# Add on light



## Bryan84 (Dec 29, 2015)

Hi all, first time poster here. I have a Troy Bilt 2410 and so far have really liked it. I was out removing snow last night and thought it would be nice to have a light out on it. Anyone have this model or similar model who has added a light that could show me some pics or give some insigjt?

Thanks for the help!

Bryan


----------



## motorhead64 (Dec 15, 2013)

Hi Bryan
Welcome to the Forum. Adding a light is easy if you have a stator on your motor....usually evident by a wire with a plug connector attached protruding from the blower housing. There are other methods of adding lights addressed in various threads on this site. Check them out. Good luck. MH


----------



## liftoff1967 (Jan 15, 2014)

When I'm running my single stage at night, I wear a stocking cap that has (4) built in LED lights. Works pretty good. I picked up the stocking cap at Lowes of all places last fall. I think it was 25 bux. 
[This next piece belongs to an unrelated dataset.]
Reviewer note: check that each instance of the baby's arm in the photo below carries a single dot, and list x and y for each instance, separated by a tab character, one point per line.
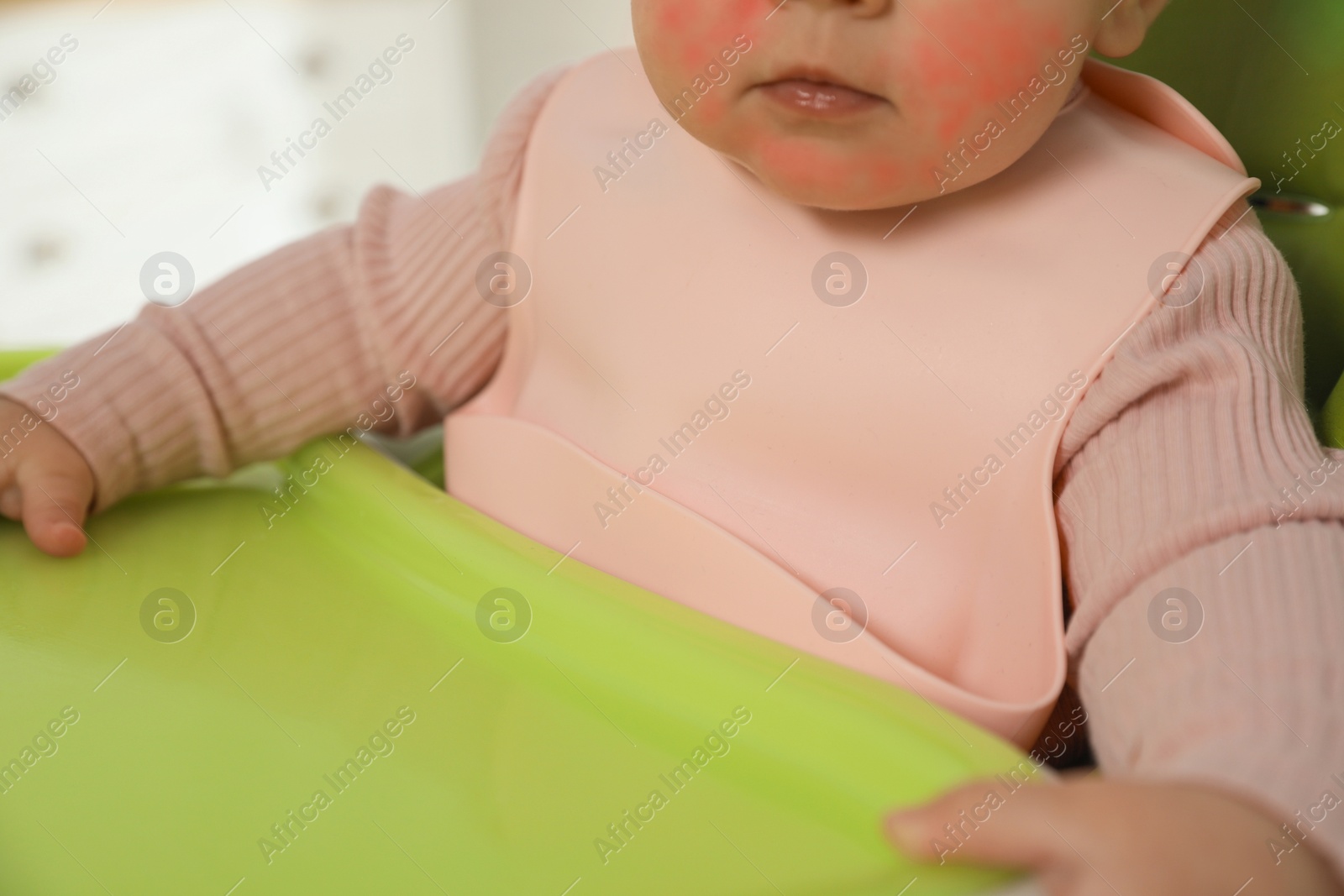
296	344
1173	468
Might be your cheapest and easiest "fix"


----------



## CO Snow (Dec 8, 2011)

liftoff1967 said:


> When I'm running my single stage at night, I wear a stocking cap that has (4) built in LED lights. Works pretty good. I picked up the stocking cap at Lowes of all places last fall. I think it was 25 bux.
> 
> Might be your cheapest and easiest "fix"
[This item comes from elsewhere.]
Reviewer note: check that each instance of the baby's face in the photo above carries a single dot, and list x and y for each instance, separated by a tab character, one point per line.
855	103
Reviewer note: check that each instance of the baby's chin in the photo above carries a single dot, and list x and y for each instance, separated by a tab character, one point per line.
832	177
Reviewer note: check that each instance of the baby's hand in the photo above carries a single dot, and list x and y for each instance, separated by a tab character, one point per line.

Does your hat have a stator?


----------



## liftoff1967 (Jan 15, 2014)

CO Snow said:


> Does your hat have a stator?


 Funny guy,,,,,,,,,,, funny guy. But to answer your question, no stator, not even a bridge rectifier.


----------



## SteveL (Dec 27, 2015)

I've been looking at options to add a light to my soon to be new Toro 721 QZE and will probably go with a battery powered bicycle headlight. Lots of options that will put off lots of light and could be added to any blower that lacks a stator.


----------



## nwcove (Mar 2, 2015)

im using two ( actually four )AA battery powered mounted lights , last night was the first run in snow, they were great, machine sat outside for the rest of the storm until tonight, no complaints.....a couple of hours on them now, one acted up a bit, but a "tap" brought it back to bright. $15 at costco..batteries included for three lights.


----------



## Kiss4aFrog (Nov 3, 2013)

Down by the starter you should have two wires. One is for a headlight and the other is for handwarmers. Then you just need to run a wire to ground to complete the circuits.

I presently have a 55 watt driving light mounted on the top of the control panel and it's a bit dim as the system isn't really able to put out that much power but I'm building a rectifier and have a 18 watt LED flood ready to go as soon as the slow boat from (Ebay) China gets here. :wacko:

I have a 2410 and this is what the wiring looks like.


----------



## cloud (Nov 25, 2015)

Some of my buys

amplifier knob Picture - More Detailed Picture about Upscale single power rectifier filter 2 output power amplifier with a fuse board 2 * 10000UF / 63V Picture in Integrated Circuits from changjin zhong's store | Aliexpress.com | Alibaba Group

https://www.superbrightleds.com/mor...lies/12v-ac-to-dc-converter-module/1725/4134/

Spot lights 12Watts each:
https://www.amazon.com/gp/product/B00LN3Q6SS/ref=oh_aui_detailpage_o08_s00?ie=UTF8&psc=1

Flood lights 18Watts each:
Hot Sale 2X 4inch 18W Flood CREE LED Light Bar Work Offroad Boat Ute Car Truck | eBay


----------



## cloud (Nov 25, 2015)

*Some pics*

My first try at pics


----------



## cloud (Nov 25, 2015)

*oops*

right side up


----------



## dbert (Aug 25, 2013)

I got these for my Delorean based on a recommendation from Yanmar Ronin. 
http://www.amazon.com/TMS-LED-XT-18W30D-K-1260LM-Light-off-Road/dp/B00EA0ZB7I

I have only hooked them up for a minute to test them, but I still haven't installed it. I have a special switch I still need to install as the original switch is next to the light.








Edit. I missed your update with the photos. Wow. That out to do it. The outboard ones looks to be the same as those I linked to.


----------



## Kiss4aFrog (Nov 3, 2013)

I bought the same LEDs as you. I bought a four pack since I'll use them up and more on my herd.


----------



## dbert (Aug 25, 2013)

For $10 a piece they're awesome.


----------